Alliance of Unity II - Pazzione Gallifreya is the third
wedding ceremony story I have written with the same title. The first was
a Theta Sigma story in which Chrístõ devises a short form
of the Alliance and marries his four friends, Cassie and Terry, Bo and
Sammie, in the cloister room of his TARDIS. The second was Rose and the
Ninth Doctor’s wedding, which was the first to include a detailed
account of the running order of the ceremony. I also did Jackie Tyler
marrying Christopher, the Ninth Doctor’s son, which went over some
of the same territory, and in the far future there will have to be a major
event when Chrístõ marries Julia in the Panoticon. That
will be a real big story, but quite how I make it different from this
one, I am not quite sure, yet. I still have a year or two to think about
it.
But
Marion’s Alliance had to be pure romance, pure beauty and perfection
from start to finish. There was no doubt about it. I think I might have
stated it before, but for me the most fabulous looking wedding is the
one in The Sound of Music when Maria finally gets her Captain. The wedding
dress worn by Julie Andrews in that scene is absolutely divine and Captain
Von Trapp in his dress uniform and his medals is the perfect groom. And
of course, he has an archbishop to conduct the wedding. What could be
more perfect? Only a dress laden with diamonds and a groom dressed in
the full regalia of a Time Lord, a Panopticon covered in silver rose petals
and the Lord High President himself to conduct the ceremony!

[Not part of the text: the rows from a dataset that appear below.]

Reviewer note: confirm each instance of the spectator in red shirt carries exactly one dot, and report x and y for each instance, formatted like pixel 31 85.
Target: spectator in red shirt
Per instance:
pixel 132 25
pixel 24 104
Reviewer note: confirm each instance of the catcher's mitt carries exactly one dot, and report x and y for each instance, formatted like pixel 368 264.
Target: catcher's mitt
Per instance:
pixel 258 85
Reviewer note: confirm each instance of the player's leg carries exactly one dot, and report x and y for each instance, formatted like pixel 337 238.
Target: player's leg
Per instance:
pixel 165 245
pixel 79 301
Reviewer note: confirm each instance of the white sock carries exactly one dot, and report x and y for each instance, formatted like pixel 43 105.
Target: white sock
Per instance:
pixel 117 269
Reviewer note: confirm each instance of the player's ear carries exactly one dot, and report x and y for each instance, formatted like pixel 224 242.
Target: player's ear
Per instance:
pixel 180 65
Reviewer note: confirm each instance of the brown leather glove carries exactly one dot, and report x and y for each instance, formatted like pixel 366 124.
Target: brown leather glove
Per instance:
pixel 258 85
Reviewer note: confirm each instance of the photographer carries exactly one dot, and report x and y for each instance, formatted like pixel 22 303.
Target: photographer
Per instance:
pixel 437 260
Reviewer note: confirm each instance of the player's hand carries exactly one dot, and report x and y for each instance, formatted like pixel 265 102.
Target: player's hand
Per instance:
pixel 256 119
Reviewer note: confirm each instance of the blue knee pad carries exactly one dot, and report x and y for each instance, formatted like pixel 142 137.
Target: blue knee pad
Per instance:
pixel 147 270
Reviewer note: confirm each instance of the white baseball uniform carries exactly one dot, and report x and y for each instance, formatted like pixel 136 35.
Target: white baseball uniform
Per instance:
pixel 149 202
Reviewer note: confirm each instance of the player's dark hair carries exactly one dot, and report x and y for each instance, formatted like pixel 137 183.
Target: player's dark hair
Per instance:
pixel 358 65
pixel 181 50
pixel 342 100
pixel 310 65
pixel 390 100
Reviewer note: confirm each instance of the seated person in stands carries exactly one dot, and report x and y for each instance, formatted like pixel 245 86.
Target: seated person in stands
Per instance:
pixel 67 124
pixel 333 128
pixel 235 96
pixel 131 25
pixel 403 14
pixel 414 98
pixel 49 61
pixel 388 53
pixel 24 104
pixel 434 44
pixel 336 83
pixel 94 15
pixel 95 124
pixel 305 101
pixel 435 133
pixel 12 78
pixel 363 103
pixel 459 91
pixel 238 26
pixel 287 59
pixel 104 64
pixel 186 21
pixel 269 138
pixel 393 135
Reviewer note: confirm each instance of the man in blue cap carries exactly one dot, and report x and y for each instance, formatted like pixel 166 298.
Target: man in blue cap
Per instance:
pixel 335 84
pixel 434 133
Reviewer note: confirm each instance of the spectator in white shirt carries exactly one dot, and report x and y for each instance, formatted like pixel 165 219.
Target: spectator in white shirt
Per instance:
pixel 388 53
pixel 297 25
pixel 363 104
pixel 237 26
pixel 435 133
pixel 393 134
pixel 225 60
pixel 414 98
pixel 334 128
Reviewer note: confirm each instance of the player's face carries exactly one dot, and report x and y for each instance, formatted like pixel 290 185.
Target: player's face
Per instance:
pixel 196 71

Lily as Marion’s ‘mother’ pledging her
loyalty to Kristoph’s House was a late touch, but I think it perfectly
fitted. Lily has been a mother figure to Marion, despite one being Kristoph’s
sweetheart herself. It felt right.
Oriana being prevented from making a fuss in the ceremony
by Thedera and Aineytta is a small moment of humour and a variation on
that ‘stopping the ceremony’ moment that has never really
been done as well as it was done in Jane Eyre. Every time it has been
done since in fiction it has been just a pastiche of that scene.

Calliope catching the bouquet, of course, is a presage
of a future romance! Watch out for that.
And so to the honeymoon, which I wanted to make as romantic
and as sensual as possible without being prurient. And I hit on the perfect
analogy with which to cover the moment of the consummation of the Alliance
of Marion and Kristoph.
“Look at the sky. In a
few minutes the moon, Pazithi Gallifreya will be eclipsed by the shadow
of the planet. It happens once every ten years. All over this hemisphere
of Gallifrey amateur and professional astronomers are waiting in anticipation
of a very beautiful and natural event. And you and I are going to
experience something beautiful and natural, too. Just look at the
moon, Marion, my love, bathe in her light as she, too, prepares for
her wedding night.”

Can anyone else think of a better way to describe a man making love to
his wife for the first time without actually describing sex? If so, I’ll
keep it for when Chrístõ and Julia have their wedding night.